Seçim kampanyasının başında hedeflenen ile 14 Mayıs'ta ortaya çıkan tablo arasındaki farka dair çok yönlü değerlendirme yapmak gerektiğini vurgulayan Güneş, şöyle devam etti: “Kampanyanın başında 100 vekil, Mardin'de ise 6-0 dedik. Her iki hedef de mümkündü, bizim gücümüzün üstündeki hedefler değildi. Kendi gözlemlerimi aktarayım;

* Yepyeni bir parti ile bu seçim çalışmalarını yürüttük. Parti kapatma tehdidiyle amaçladıkları biraz da bu bulanık tabloydu. Faşizmin en çok başvurduğu yöntemlerden biri bulanıklaştırmadır. 

* Depremin moral bozukluğu vardı. 

* İttifak konusunda kafa karışıklıkları vardı, halka yeterince açıklayamadık. 

*Mazıdağı gibi küçük bir ilçede 2 bin oyun Sol Parti'ye gittiğini görüyoruz. Dêrik'te hem çok fazla geçersiz oy var, hem Sol Parti'ye giden oy var. Elimizden geldiği kadar kapı kapı dolaştık ama ulaşamadığımız insanlar oldu ve kafa karışıklığı giderilemedi ki bu tablo ortaya çıktı. 

* Hem CHP'ye hem Yeşil Sol'a verilmiş oylar var. CHP bölgede cumhurbaşkanı adaylarını desteklememiz üzerinden bizim seçmenimizi kendine tahvil etmeye çalıştı. Gittiğimiz her yerde onlarla bir ittifakımızın olmadığını, oyların Yeşil Sol Parti'ye verileceğini söyledik, ağacımızı gösterdik. Bilinçli olarak kafa karışıklığından faydalandılar, kirli bir çalışma yürüttüler. 

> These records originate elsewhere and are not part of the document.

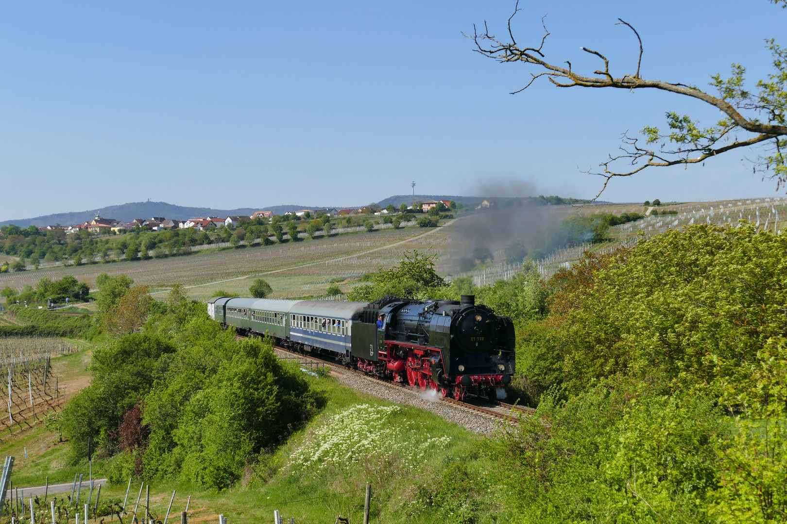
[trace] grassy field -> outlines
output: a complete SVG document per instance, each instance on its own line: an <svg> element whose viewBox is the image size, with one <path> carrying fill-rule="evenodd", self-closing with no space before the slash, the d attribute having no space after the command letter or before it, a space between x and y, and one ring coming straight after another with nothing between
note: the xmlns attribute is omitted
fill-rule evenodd
<svg viewBox="0 0 787 524"><path fill-rule="evenodd" d="M264 247L196 251L188 256L157 260L117 262L78 267L56 266L13 272L0 275L0 288L9 285L20 290L25 284L35 286L39 280L45 277L56 280L65 275L73 275L80 281L87 282L93 287L96 275L102 272L110 275L125 273L133 278L135 283L152 287L165 288L176 283L198 285L321 261L335 260L417 236L429 229L430 229L411 227L382 229L372 233L343 233L326 239L320 237L313 240L302 240ZM355 270L365 272L374 267L374 257L368 258L364 264L329 264L322 270L337 271L353 266ZM313 274L319 270L319 268L315 268L304 271L307 274Z"/></svg>
<svg viewBox="0 0 787 524"><path fill-rule="evenodd" d="M87 366L90 362L91 346L78 340L67 339L66 341L83 348L79 352L51 359L53 374L60 377L60 393L70 398L90 384ZM0 455L16 458L12 480L20 486L38 486L38 482L42 485L47 475L50 483L73 480L74 471L78 468L65 467L67 447L60 442L57 434L46 431L41 421L32 428L25 428L13 436L0 435ZM25 448L27 459L24 458Z"/></svg>
<svg viewBox="0 0 787 524"><path fill-rule="evenodd" d="M75 377L82 377L83 380L87 357L87 352L81 352L57 360L64 369L68 368ZM298 523L334 522L337 515L350 517L353 522L360 522L364 492L366 482L369 482L374 493L373 522L456 522L446 518L450 508L424 506L421 500L424 492L419 492L419 486L438 484L442 471L455 463L473 471L491 471L492 465L478 453L481 437L428 412L392 405L350 390L332 378L309 379L329 401L308 427L295 433L264 464L250 467L249 475L232 489L215 493L175 482L153 483L150 511L153 518L163 520L175 489L177 493L172 512L176 519L177 515L185 509L187 497L191 496L190 522L212 522L220 514L224 514L231 523L265 522L272 517L274 510L281 511L285 522L294 517ZM326 442L337 431L344 435L337 440L346 440L342 424L346 423L347 414L353 412L360 413L359 420L367 423L375 420L379 423L379 416L385 415L382 423L367 423L366 429L362 431L368 430L370 432L368 436L372 440L382 440L386 449L377 453L357 453L352 464L343 459L331 460L331 452L333 456L343 456L346 450L341 445L331 449L330 445L326 447ZM390 431L392 428L394 431ZM83 474L87 478L87 464L65 466L68 445L57 441L56 434L37 426L13 442L0 445L0 451L17 457L12 477L15 486L41 486L47 476L50 484L70 482L75 474ZM25 446L28 452L27 460L24 458ZM327 458L307 464L308 457L318 447ZM306 462L304 457L307 457ZM103 476L108 467L108 461L94 460L94 477ZM496 491L492 489L494 486L491 474L489 478L490 486L474 486L471 495L475 500L474 508L477 506L482 510L475 522L505 520L504 508L496 501L494 495L486 492L487 489ZM125 479L117 486L102 488L102 500L114 498L122 503L127 486ZM139 487L140 481L134 480L129 497L132 501ZM82 497L87 497L87 493L83 492ZM457 497L464 501L466 494L457 493ZM491 514L494 514L497 520L492 519Z"/></svg>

* 14 Mayıs öncesi büyük bir umut, coşku ve sahiplenme vardı. 15 Mayıs ve sonrasında ise hayal kırıklığı, öfke, üzüntü ve eleştiri vardı. Bu anlaşılır ve haklı bir tutumdur. İnsanımız sitem de etse partinin iradesinin arkasında duracağını net bir şekilde belirtiyordu. 

* Sahada çok daha net vurgular var; Neden tabandan bu kadar uzaklaşıldı? Neden kendi Cumhurbaşkanı adayımızı çıkarmadık? Neden ittifak böyle oldu? Bu da aslında sürecin halka tam olarak anlatılamadığının, halkın ikna edilemediğinin kanıtıydı. 

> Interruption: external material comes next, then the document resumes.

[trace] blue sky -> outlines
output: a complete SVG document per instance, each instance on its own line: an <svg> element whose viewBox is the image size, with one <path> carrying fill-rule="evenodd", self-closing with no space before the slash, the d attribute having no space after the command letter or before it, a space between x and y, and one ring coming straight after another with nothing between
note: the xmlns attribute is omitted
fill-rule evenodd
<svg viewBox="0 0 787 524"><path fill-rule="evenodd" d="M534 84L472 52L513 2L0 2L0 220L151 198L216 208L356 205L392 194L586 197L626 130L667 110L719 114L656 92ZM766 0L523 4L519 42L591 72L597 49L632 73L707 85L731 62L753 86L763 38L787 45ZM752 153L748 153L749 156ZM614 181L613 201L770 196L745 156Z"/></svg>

* Halk toplantısı talepleri vardı, eleştiri ve önerilerini dile getirmek istiyordu insanlarımız.

GÜCÜMÜZÜ GELENEĞİMİZDEN ALIYORUZ

Cumhuriyet tarihinin en milliyetçi, muhafazakar meclislerinden birinin oluştuğuna dikkat çeken Güneş, tıkanıklıkların ya daha da derinleşeceği ya da mücadele edilerek açılacağı bir döneme girildiğini söyledi. Bu dönem boyunca zor gündemlerin beklediğini kaydeden Güneş, “Karşımızda Kürtlerin kazanımlarına, kadınların kazanımlarına, emekçilerin kazanımlarına çok ciddi bir şekilde karşı olan zihniyetler var. Kadınların tek başlarına kalmayacak, kedi yavruları gibi sahiplendirilmesinden bahsedenler bugün Meclis’tedir. Kadının gücünü küçümseyen, iradesi olduğunu reddeden bir tutum Meclis’tedir. Onların karşısında durarak, kadının varlığının, gücünün neleri etkileyip dönüştürebileceğini göstereceğiz. Bu çok ciddi bir mücadeleyi ve duruşu gerektiriyor. Kazanımlardan bir adım geriye gitmemek, bunları korumak öncelikli hedefimizdir. Bunlara yenilerini eklemek noktasında mücadelemizi vereceğiz."